How to do online feedback optimization when your control actions change the randomness
What is this paper about? The authors study online feedback optimization (OFO) for systems where the distribution of random parameters depends on the control actions. In other words, choosing a control input can change the way uncertainty behaves. This situation appears in engineering systems such as power grids with price-responsive devices. The paper develops and analyzes a measurement-based algorithm that can operate without knowing the full system model or the exact distributional map.
What the researchers did. They extend a projected primal–dual algorithm to the stochastic, decision-dependent setting. The algorithm uses real-time output measurements to build a gradient-like update and then projects the result onto the allowed input set and onto a surrogate set for the dual variables. Because the true dual constraint sets are not assumed known, the method works with surrogate dual sets H(n). The authors study the iterates relative to the sequence of "performatively stable" saddle points — fixed points that are optimal for the distribution they induce — rather than the saddle points of a fixed, known distribution.
How the method works at a high level. At each time step the controller measures the system output, forms a measurement-based approximation of the gradient of a regularized Lagrangian, and takes a step in the negative gradient direction. The step is followed by a projection onto the allowed input set and onto the surrogate dual set. The analysis accounts for four sources of error that affect tracking of the performatively stable points: (i) the intrinsic stochasticity of the problem, (ii) errors in the output measurements used to form gradients, (iii) time variation in the underlying problem, and (iv) any mismatch between the surrogate dual sets and the true dual sets.

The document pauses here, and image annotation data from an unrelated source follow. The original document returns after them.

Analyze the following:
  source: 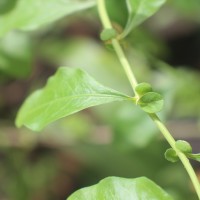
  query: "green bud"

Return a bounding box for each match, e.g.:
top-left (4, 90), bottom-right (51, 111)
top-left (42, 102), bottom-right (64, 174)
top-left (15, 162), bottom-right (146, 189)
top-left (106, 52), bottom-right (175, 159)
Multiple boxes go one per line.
top-left (165, 148), bottom-right (179, 162)
top-left (100, 28), bottom-right (117, 41)
top-left (175, 140), bottom-right (192, 153)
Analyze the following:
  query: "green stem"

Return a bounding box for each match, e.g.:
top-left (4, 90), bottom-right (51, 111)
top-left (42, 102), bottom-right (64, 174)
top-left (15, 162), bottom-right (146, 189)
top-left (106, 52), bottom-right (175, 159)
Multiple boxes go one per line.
top-left (97, 0), bottom-right (200, 199)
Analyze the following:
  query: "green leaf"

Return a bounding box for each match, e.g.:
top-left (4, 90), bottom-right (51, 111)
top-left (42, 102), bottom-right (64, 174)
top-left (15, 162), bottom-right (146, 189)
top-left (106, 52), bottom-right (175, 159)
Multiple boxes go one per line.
top-left (0, 0), bottom-right (96, 36)
top-left (100, 28), bottom-right (117, 41)
top-left (16, 67), bottom-right (130, 131)
top-left (121, 0), bottom-right (166, 38)
top-left (135, 83), bottom-right (152, 96)
top-left (175, 140), bottom-right (192, 153)
top-left (137, 92), bottom-right (164, 113)
top-left (165, 148), bottom-right (179, 162)
top-left (67, 177), bottom-right (172, 200)
top-left (186, 153), bottom-right (200, 162)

Main theoretical result and why it matters. The paper provides an upper bound on the long-run mean-square tracking error (a steady-state bound on E[||z_n − z^P_n||^2]). That bound decomposes into interpretable terms tied to the four error sources above. The bound depends on the algorithm step size (often denoted α) and shows how each error source contributes to steady-state error. Special cases are spelled out: if the randomness does not change over time then the stochasticity term drops out; if the surrogate dual sets contain the true dual variables then the surrogate-mismatch term drops out; and if measurement error, time variation and surrogate mismatch are all zero the bound reduces to a rate proportional to the step size, consistent with standard stochastic gradient descent theory.